Na noite de Halloween, com maior ou menor susto, é possível esbarrar com várias bruxas e esqueletos pelas ruas. Em todos os outros dias do ano, diz a lenda, circula um fantasma nos corredores da Estação de S. Bento. Uma história com algum terror à mistura que se poderá testemunhar no silêncio deste Dia das Bruxas.

Costuma ser fórmula comum nos filmes de terror: um fantasma que assombra o local onde morreu ou de onde foi retirado contra sua vontade. Assim conta também a história do espírito que se passeia pelos corredores da Estação de S. Bento.

Onde hoje se ergue um dos mais icónicos edifícios da cidade do Porto, havia um mosteiro, o Convento de S. Bento de Avé Maria, mandado construir no século XVI pelo rei D. Manuel I, nas antigas Hortas do Bispo. Inaugurado em 1535, era um local que apenas recebia senhoras abastadas. Apesar da clausura, durante anos foi espaço aberto a eventos e festas sociais, como os Outeiros ou Abadessados onde participavam personalidades como Camilo Castelo Branco ou Guerra Junqueiro.

Quase 200 anos depois da sua abertura, saía o decreto que lhe ditaria o destino. Joaquim António de Aguiar assinava a extinção das ordens religiosas em Portugal, o que lhe haveria de valer a alcunha de “mata frades”. Assim se extinguiam todas as ordens masculinas, eram proibidas as profissões de votos de novas freiras e todos os conventos femininos fechariam portas logo que morresse a última freira que lá residisse.

Para o Convento de S. Bento de Avé Maria haveria de se redigir uma portaria governamental bem definida: o mosteiro iria dar lugar à nova estação de comboio da cidade. Para efeitos de “tirar medidas” para a demolição e consequentes obras, em 1888 o edifício foi “invadido” pelos engenheiros das Obras Públicas.

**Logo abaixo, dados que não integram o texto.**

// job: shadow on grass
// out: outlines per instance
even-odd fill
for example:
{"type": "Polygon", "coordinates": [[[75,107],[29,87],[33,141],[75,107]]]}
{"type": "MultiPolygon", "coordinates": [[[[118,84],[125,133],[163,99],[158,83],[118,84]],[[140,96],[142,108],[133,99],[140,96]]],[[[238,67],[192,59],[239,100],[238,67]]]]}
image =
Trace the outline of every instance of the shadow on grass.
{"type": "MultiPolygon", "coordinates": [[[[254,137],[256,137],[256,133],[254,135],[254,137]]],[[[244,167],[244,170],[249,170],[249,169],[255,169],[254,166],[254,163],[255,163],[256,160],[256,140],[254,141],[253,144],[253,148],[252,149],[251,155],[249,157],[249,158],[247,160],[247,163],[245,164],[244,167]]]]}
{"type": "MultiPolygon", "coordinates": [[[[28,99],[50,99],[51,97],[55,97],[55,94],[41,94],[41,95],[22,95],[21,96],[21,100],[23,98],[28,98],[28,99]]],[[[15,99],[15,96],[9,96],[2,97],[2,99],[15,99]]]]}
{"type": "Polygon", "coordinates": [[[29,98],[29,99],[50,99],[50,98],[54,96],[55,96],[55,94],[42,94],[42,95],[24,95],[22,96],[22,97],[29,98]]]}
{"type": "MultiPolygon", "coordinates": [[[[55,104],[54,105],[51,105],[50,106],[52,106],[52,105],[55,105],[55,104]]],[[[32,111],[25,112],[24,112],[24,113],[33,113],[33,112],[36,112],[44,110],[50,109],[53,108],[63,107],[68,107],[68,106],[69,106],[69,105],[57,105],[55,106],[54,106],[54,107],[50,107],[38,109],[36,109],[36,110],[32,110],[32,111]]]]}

A abadessa responsável ter-se-á chegado à frente dos homens garantindo que “podem tomar quantas medidas quiserem que o convento não vai a terra enquanto aqui houver religiosas; temos muita fé no nosso patriarca S. Bento que nos ouve e o milagre vai acontecer: ou o ministro morre ou cai o ministério”. Assombração ou não, o ministro não morreu, mas demitia-se dias depois.

Foram precisos 58 anos desde o decreto para conseguir extinguir aquela ordem beneditina do convento, ainda que o edifício já começasse a deteriorar-se por falta de manutenção. D. Maria da Glória Dias Guimarães, a última das abadessas, só viria a falecer em 1892, abrindo caminho para a construção da Estação de S. Bento.

Tudo de lá saiu: as imagens encontraram novos altares, o órgão foi adquirido pela confraria do Senhor do Bonfim, e até os ossos das freiras que haviam sido ali enterrados foram levados para o Cemitério do Prado do Repouso.

Tudo menos algo. Ou alguém. Perpetuados na História estão os testemunhos de quem diz ter ouvido, em certas noites e quando toda a estação está em absoluto silêncio, as rezas e apelos da última abadessa a ecoar pelos corredores. Há quem garanta ter visto o seu vulto a pairar. Ainda assim, de assustador o fantasma de S. Bento terá pouco. Sereno, recatado, teimoso e determinado em não deixar o local onde viveu... em vida e na morte.